Bell began her studies in 1901 at the Royal Academy under John Singer Sargent. Known for his portraits, landscapes and watercolours, Bell also practised these genres. Recognition for her work came after she and her siblings formed and hosted member meetings for the Bloomsbury Group in 1905. It was at that time that Bell began to experiment with art styles, ultimately discovering her passion for the avant-garde.

Contrary to early 1900s trends, Bell’s pieces became figurative and abstract. She created ambiguous scenes intended to incite emotion and reveal messages in a conceptual manner. This transpires in her early paintings, ‘Design for a folding screen’, ‘Adam and Eve’ and ‘A Conversation’. In her first piece, graphite, watercolour and oil paints are used to depict Adam and Eve nude and frolicking in a verdant. The simplified scene intends to capture themes of sexual freedom, flouting taboo and desire.

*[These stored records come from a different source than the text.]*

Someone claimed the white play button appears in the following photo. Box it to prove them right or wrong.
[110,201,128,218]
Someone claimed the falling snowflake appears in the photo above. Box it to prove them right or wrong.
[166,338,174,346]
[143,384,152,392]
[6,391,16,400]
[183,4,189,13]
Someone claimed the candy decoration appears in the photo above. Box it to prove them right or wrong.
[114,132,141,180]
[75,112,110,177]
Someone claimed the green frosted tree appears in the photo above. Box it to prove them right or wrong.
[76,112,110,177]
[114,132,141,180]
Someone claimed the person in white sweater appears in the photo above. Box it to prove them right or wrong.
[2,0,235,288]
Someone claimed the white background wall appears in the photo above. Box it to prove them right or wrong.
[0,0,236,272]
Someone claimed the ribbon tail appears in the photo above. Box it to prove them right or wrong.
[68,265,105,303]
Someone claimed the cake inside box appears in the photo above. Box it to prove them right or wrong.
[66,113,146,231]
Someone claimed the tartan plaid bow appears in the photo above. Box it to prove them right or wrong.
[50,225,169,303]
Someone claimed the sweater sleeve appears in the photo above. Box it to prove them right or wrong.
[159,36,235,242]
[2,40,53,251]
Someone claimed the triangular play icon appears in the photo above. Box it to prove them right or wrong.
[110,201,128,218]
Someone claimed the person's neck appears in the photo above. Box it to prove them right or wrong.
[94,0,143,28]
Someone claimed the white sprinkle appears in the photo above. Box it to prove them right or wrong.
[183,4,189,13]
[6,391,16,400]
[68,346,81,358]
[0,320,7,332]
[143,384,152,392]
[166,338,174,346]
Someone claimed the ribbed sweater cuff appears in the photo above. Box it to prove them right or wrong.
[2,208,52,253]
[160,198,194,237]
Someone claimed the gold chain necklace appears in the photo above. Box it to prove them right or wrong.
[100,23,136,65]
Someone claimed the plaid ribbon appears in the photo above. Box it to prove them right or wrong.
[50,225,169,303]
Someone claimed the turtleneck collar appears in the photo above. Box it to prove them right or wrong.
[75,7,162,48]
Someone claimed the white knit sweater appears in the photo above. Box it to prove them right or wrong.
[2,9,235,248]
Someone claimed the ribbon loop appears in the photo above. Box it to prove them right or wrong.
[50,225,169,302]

Bell later became known for merging fine and decorative arts when she co-founded ‘The Omega Workshops’ with Roger Fry in 1913, which incorporated progressive aesthetics into everyday object design. The exhibition demonstrates this pivotal point in her career, through a display of Bell’s signature rug designs in graphite and watercolour on woven paper. ‘The Omega Workshops’ pieces were purposely unsigned, in an attempt to preserve the beauty of selling art on its own merit.

‘Vanessa Bell’ at The Courtauld Gallery, London. Until 6 October 2024.